The Passion of Joan of Arc

I’m watching The Passion of Joan of Arc, durected by Carl Theodor Dreyer. It’s a silent movie from 1928 and obviously all in black and white.

St. Joan is pretty weird lookin in this one. Played by Maria Falconetti (aka Renée Jeanne Falconetti), she’s described as “haunting” in the dust jacket, and I’d have to go with that. Many of her shots are from below, and she has a giant round face. She has very short hair that makes her look like an androgynous man. Her eyes are glazed over with a manic, spacey look that makes her seem like a cult victim. Which I guess arguably she was. They eye-light every shot of her, which gives her eyes a glossy and watery look.

This film has a history – it was heavily censored, and then entirely lost, while the director was still alive. That must have been terrible. He died thinking his movie was gone forever; he tried to cut together another copy made from alternate takes, basically from scraps. Come to think of it, that would be pretty awesome to see also. It could be the lost lost film.

Anyway, recently in 1981 someone found a copy in a closet in a mental institution in Oslo. Uh yeah. The skeptic in me wonders whether this is really the original, since no one alive is around who could tell the diffference.

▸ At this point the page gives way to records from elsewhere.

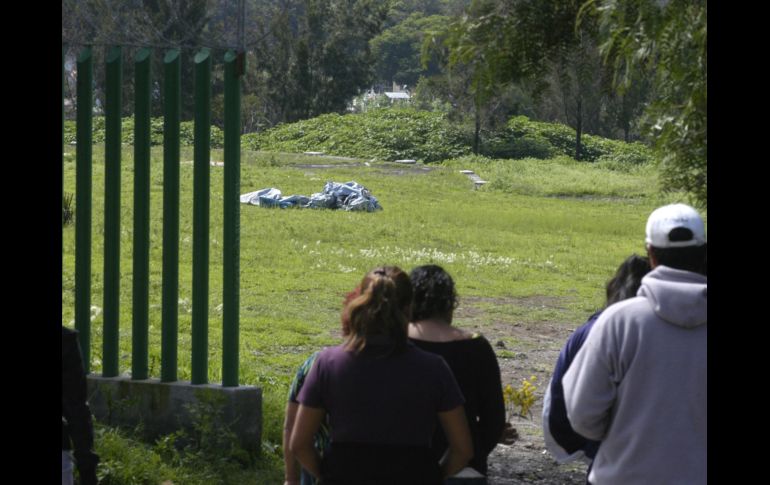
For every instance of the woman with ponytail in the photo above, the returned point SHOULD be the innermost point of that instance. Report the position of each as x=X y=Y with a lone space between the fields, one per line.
x=382 y=396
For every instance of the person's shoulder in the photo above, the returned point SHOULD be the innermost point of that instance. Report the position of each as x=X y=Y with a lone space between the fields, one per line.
x=413 y=351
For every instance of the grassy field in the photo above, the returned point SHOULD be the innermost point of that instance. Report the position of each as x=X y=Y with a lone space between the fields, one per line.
x=539 y=228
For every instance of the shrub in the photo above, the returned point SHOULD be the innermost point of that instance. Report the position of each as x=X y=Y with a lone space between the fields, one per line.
x=536 y=138
x=385 y=133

One nice thing about this release – it has a soundtrack, which is awesome, since obviously the original was lost. The one that comes with the movie is Richard Einhorn’s 1994 “Voices of Light”. However something that is kind of crazy: there are at least two other “soundtracks” for this movie, including two different versions by electronica groups “The Nursery” and “Ugress.” I’m not sure if they’d fit directly with the movie or not.